Hamm, the youngest of 13 children born to poor Oklahoma sharecroppers, got his start in the energy industry at age 18 with a one-man oilfield services business he funded with a $1,000 loan. He struck out as a wildcatter four years later with a company that later became Continental.

Aggressive expansion has been key to Hamm’s rise. Two decades ago he bought 300,000 acres in North Dakota’s Bakken field. The region had eked out modest amounts of oil since the 1950s, but the advent of horizontal drilling and fracking, which Hamm helped pioneer, transformed the state into the country’s third-biggest producer by 2012.
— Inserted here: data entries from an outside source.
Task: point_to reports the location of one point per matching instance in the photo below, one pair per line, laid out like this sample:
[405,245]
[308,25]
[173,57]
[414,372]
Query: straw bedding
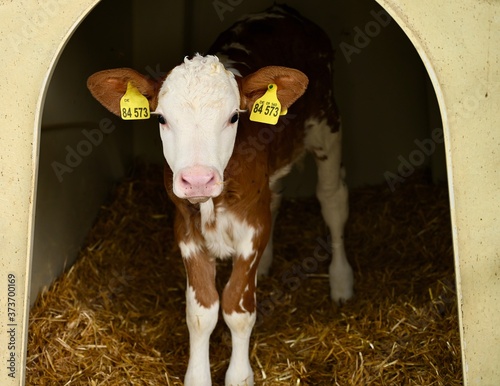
[117,316]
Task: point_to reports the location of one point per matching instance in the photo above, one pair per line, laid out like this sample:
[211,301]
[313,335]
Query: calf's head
[198,106]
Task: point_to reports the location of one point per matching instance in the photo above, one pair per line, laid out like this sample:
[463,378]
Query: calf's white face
[198,107]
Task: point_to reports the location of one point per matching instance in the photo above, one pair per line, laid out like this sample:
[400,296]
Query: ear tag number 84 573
[267,108]
[134,105]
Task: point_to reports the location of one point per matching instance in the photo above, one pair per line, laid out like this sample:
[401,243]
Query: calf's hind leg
[332,194]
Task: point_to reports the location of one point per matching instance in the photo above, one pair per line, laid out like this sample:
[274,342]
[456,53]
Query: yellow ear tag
[267,108]
[134,105]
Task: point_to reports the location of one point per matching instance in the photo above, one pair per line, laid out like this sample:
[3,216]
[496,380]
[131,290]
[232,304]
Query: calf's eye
[234,118]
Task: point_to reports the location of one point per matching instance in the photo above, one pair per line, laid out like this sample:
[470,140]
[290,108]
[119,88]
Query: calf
[223,170]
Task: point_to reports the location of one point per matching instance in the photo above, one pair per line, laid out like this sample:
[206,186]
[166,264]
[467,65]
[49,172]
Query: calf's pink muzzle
[197,183]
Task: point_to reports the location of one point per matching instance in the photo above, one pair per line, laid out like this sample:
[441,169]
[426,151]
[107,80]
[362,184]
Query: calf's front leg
[202,310]
[239,312]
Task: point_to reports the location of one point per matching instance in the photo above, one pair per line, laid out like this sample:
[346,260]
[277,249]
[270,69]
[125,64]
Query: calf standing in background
[223,170]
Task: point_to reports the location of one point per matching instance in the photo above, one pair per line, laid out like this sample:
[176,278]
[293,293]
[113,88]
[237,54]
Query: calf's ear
[291,85]
[109,86]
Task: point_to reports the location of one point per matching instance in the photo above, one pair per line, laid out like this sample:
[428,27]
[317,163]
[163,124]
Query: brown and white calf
[223,171]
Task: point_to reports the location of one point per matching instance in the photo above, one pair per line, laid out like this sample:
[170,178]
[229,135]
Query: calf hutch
[84,210]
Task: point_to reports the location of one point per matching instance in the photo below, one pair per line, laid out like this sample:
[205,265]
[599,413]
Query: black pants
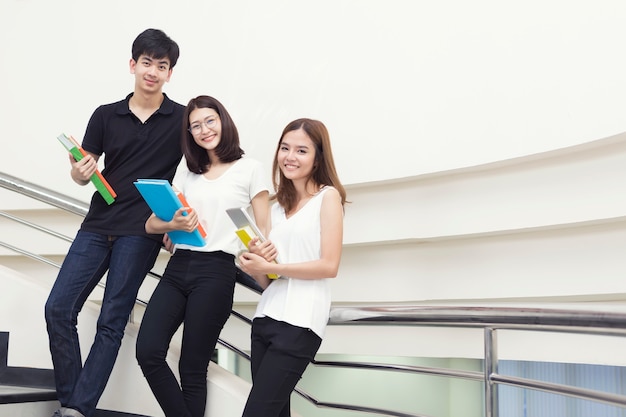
[280,354]
[197,288]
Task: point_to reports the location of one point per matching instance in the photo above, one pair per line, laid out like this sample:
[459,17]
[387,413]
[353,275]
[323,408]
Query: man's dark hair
[155,44]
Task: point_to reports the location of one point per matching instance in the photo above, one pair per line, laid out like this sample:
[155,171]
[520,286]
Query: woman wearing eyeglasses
[198,283]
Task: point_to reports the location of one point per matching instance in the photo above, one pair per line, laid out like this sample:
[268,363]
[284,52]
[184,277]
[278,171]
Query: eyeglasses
[196,128]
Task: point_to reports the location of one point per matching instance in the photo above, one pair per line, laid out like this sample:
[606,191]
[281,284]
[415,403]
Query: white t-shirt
[236,187]
[300,302]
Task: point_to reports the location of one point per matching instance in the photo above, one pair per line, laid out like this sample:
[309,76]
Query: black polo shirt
[132,150]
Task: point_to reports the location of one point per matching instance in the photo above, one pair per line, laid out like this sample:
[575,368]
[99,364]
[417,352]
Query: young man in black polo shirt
[140,138]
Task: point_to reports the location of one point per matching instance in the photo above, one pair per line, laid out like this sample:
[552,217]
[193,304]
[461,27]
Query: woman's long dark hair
[227,150]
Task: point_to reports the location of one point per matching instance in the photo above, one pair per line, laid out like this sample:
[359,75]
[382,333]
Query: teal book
[164,202]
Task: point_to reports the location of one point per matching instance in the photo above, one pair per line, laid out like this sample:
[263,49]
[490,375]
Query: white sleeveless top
[300,302]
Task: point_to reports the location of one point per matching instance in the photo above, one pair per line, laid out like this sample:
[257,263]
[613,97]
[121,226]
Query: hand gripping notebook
[97,179]
[246,228]
[164,202]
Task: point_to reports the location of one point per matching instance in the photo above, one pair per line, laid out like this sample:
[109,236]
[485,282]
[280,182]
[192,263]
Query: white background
[405,87]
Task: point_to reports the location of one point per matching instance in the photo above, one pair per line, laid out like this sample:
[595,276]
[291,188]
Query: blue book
[164,202]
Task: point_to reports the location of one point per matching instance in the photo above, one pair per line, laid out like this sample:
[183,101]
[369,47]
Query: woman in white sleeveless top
[305,239]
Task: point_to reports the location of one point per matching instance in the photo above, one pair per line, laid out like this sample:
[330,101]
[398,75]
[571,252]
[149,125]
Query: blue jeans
[197,289]
[128,259]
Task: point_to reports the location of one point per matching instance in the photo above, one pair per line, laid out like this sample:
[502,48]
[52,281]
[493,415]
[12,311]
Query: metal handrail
[490,318]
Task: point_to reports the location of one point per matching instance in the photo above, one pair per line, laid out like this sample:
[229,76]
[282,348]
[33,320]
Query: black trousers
[280,354]
[197,288]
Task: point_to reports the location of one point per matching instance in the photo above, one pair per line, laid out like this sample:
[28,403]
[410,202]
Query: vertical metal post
[491,367]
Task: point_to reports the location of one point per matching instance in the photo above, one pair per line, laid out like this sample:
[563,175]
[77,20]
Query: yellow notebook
[246,228]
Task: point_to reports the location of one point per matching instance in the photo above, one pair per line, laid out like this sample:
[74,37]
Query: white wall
[405,87]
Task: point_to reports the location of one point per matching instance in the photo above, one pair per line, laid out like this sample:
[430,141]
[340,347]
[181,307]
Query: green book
[103,187]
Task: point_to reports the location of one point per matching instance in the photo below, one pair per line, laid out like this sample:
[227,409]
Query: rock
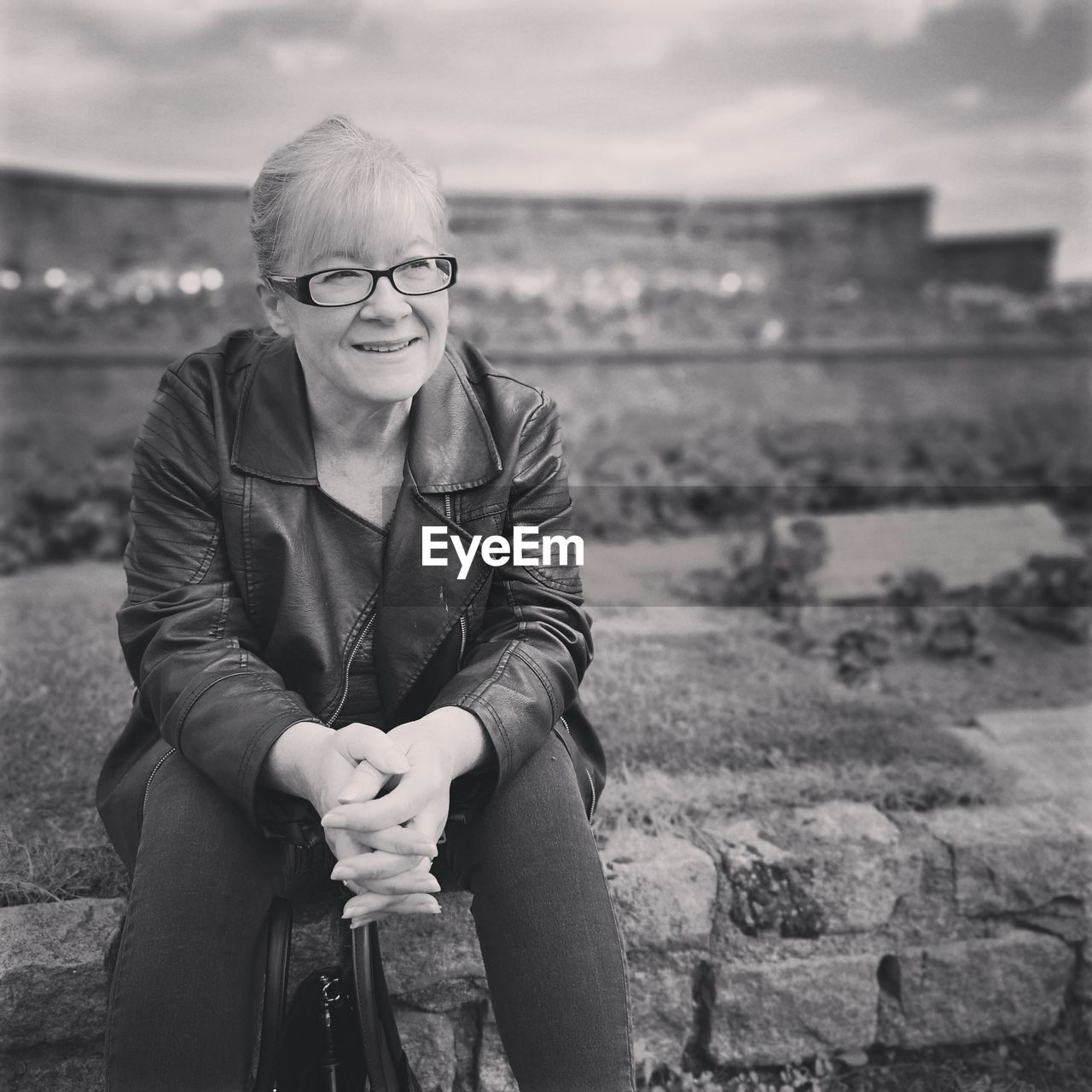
[662,1010]
[909,592]
[1042,755]
[796,552]
[857,652]
[433,962]
[1014,858]
[962,547]
[952,635]
[53,976]
[972,990]
[839,867]
[429,1042]
[495,1075]
[315,944]
[53,1069]
[768,1014]
[664,890]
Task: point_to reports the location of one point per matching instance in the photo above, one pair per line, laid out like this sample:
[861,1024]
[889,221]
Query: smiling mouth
[385,346]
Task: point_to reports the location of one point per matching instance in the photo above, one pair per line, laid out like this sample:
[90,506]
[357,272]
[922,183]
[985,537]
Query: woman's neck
[342,425]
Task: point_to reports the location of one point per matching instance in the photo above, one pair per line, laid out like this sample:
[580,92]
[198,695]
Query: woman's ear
[274,307]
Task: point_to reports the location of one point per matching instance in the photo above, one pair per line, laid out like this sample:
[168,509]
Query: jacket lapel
[450,449]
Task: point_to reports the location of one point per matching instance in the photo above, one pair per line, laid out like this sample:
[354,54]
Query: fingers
[363,783]
[406,800]
[404,841]
[377,866]
[363,743]
[370,908]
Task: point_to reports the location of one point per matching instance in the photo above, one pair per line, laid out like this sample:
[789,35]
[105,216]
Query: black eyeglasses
[420,276]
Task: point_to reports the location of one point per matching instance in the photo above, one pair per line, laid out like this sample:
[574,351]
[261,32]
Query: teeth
[386,348]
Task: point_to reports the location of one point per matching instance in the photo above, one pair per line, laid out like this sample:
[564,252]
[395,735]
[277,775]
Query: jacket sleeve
[187,639]
[523,670]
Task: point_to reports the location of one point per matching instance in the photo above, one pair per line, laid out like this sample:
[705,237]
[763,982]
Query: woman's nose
[386,303]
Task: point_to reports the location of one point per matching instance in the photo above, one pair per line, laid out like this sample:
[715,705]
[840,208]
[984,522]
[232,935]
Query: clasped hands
[385,845]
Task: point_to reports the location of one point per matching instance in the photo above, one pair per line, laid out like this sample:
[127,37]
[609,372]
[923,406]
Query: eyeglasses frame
[299,288]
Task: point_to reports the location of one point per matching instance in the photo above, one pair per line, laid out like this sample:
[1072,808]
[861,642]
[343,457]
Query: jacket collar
[450,445]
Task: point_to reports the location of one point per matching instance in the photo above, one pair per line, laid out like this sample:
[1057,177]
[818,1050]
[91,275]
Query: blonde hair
[336,188]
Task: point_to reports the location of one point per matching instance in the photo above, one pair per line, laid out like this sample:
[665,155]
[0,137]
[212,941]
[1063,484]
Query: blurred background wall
[837,244]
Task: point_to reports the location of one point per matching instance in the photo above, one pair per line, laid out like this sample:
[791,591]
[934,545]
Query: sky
[987,102]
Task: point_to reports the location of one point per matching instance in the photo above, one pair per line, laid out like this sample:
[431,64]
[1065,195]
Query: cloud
[989,100]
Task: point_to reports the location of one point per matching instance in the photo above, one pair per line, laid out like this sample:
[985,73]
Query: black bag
[339,1033]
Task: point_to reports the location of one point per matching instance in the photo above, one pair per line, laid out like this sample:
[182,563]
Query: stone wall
[758,940]
[805,247]
[1020,261]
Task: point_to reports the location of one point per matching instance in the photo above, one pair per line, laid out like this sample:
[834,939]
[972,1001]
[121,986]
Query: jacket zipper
[462,619]
[148,785]
[348,663]
[588,773]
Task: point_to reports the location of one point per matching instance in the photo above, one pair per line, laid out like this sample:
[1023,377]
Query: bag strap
[386,1064]
[276,984]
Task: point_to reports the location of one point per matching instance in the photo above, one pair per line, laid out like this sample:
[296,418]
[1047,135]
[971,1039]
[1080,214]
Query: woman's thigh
[549,932]
[186,998]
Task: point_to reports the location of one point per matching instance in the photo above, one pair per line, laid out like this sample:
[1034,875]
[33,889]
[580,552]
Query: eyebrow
[351,262]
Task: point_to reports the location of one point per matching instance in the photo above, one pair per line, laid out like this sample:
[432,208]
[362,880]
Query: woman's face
[381,351]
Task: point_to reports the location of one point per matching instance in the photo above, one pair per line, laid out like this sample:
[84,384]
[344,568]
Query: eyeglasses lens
[421,276]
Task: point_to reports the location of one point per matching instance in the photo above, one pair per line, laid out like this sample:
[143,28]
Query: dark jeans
[186,999]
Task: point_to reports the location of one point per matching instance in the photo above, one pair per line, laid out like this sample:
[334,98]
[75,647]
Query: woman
[293,658]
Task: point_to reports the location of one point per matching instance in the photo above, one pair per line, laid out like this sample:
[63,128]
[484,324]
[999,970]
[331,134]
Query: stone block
[973,990]
[53,975]
[964,547]
[53,1069]
[838,867]
[429,1042]
[775,1013]
[433,962]
[664,889]
[1014,858]
[662,1007]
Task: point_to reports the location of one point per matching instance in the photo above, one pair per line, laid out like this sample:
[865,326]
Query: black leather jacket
[244,607]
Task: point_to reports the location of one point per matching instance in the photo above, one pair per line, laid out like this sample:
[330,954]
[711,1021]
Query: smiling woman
[312,700]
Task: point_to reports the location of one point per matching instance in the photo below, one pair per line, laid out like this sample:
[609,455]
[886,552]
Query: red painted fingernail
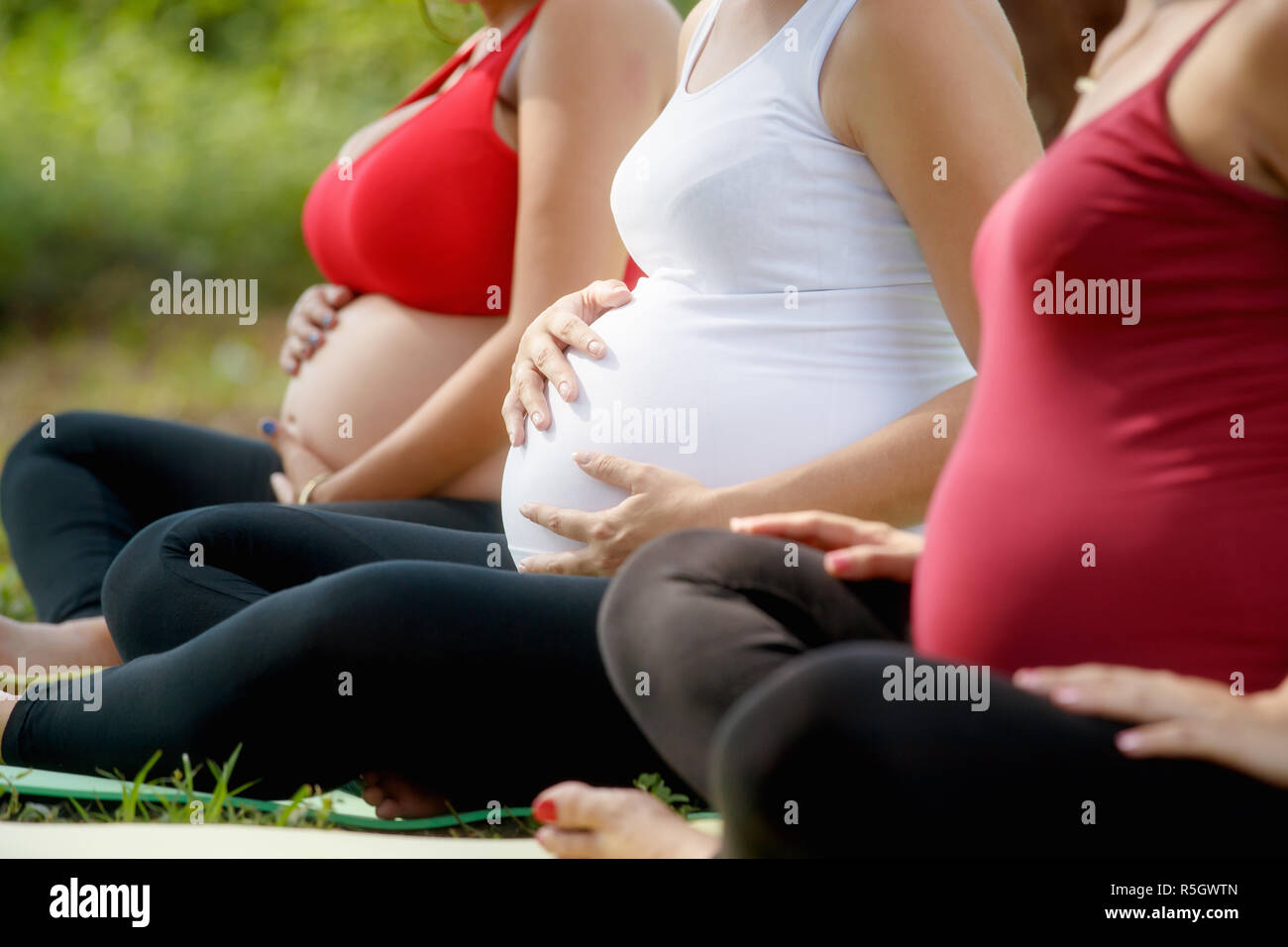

A prominent Republican donor and energy adviser to President Trump during his 2016 campaign, Hamm’s biggest brush with mainstream fame arguably came in 2015 when he cut an almost $1 billion check to his ex-wife Sue Ann Arnall as part of their divorce. The settlement shrunk Hamm’s fortune by about a tenth.

Lucrative Loopholes
Trump and congressional Republicans made avoiding the estate tax easier than ever through a law that doubled the lifetime exemption -- the amount that anyone can leave to heirs tax-free -- to $24 million for a married couple this year. But that change did little to help those like Hamm who want to pass billions of dollars to their children.